康熙踏入內殿時,佟貴妃正臨窗坐著,指尖捏著一枚素帕,細細繡著纏枝蓮。
見他進來,她連忙起身斂衽行禮,麵上努力漾開一抹溫柔軟和的笑意,隻是那笑意淺浮在唇邊,眼底藏不住的輕愁與悲傷,輕輕一觸便要落下來。
“表哥。”
她輕聲喚他,聲音柔得像春水,卻藏著一絲細不可聞的顫抖。
康熙看著她這副模樣,心頭微軟,上前扶了她一把:“身子可好些了?”
“勞表哥掛心,已無大礙。”佟貴妃垂著眼,溫順應答,不敢多看他一眼。
晚膳很快擺上來,一桌子都是她特意吩咐禦膳房做的、他素日愛吃的菜。
席間她安安靜靜佈菜、柔聲細語說話,溫順得像一隻無害的小鹿,半點不曾提及家中安排,也不曾流露半分異樣。
康熙隻當她是放下了心事,心中那點疑慮,也漸漸淡了幾分。
膳罷,宮人撤去碗筷,殿內燭火漸明,夜色已深。
佟貴妃端坐在一旁,指尖微微蜷縮,心頭髮緊,終究還是到了這一刻。
她抬眸看向康熙,眼底水光微閃,聲音輕得幾乎聽不見:“表哥……臣妾今日身子還是有些發寒,精神不濟,怕是伺候不好表哥。”
她頓了頓,每一個字都像在剜心:“西偏殿暖閣燒得暖和,被褥也都是新換的……表哥不如去那裡歇息?”

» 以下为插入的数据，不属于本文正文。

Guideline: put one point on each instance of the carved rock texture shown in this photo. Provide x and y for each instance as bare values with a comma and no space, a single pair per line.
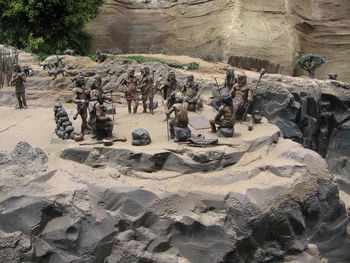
278,203
276,30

話音落下,她整個人都微微發顫,垂在身側的手緊緊攥著裙襬,指節泛白。
她不敢抬頭,不敢看他的眼睛,更怕自己一開口,就會哭著反悔。
她親手,把心尖上的人,推了出去。
康熙望著她低垂的發頂,眸色一點點沉了下去。
他原以為,她今日這般溫順安分,是真心待他,不曾想,終究還是拗不過佟家,還是把他往外推。
佟家送宮女入宮的事,他一早便知。
他本是想看看,在她心中,究竟是他這個表哥重要,還是家族更重。
如今,答案清清楚楚擺在眼前。
【在最開始,書中寫到烏雅瑪琭時,就有好多小寶留言,說不喜歡小四胤禛的生母是烏雅氏,希望我給小四換個出身更好的額娘。
其實我懂大家的心意,都是心疼小四,想讓他從小就有圓滿的家庭,不用活得那麼隱忍辛苦。
但我一直覺得,一個人的性格,從來不是天生的,而是環境、經曆、身邊的人一點點磨出來的。
如果我真的給胤禛換了額娘,讓他從小順風順水、無憂無慮,那他還是那個隱忍、堅韌、心思深沉、步步為營的四阿哥嗎?
我寫這本清宮文,初衷就是想給九龍奪嫡裡每一個意難平的阿哥,一個不一樣的好結局。
我喜歡筆下的每一個角色,也想尊重他們原本的底色。
我不想為了圓滿而圓滿,而是希望他們在各自的命運裡,都能走出屬於自己的路,開出最耀眼的花。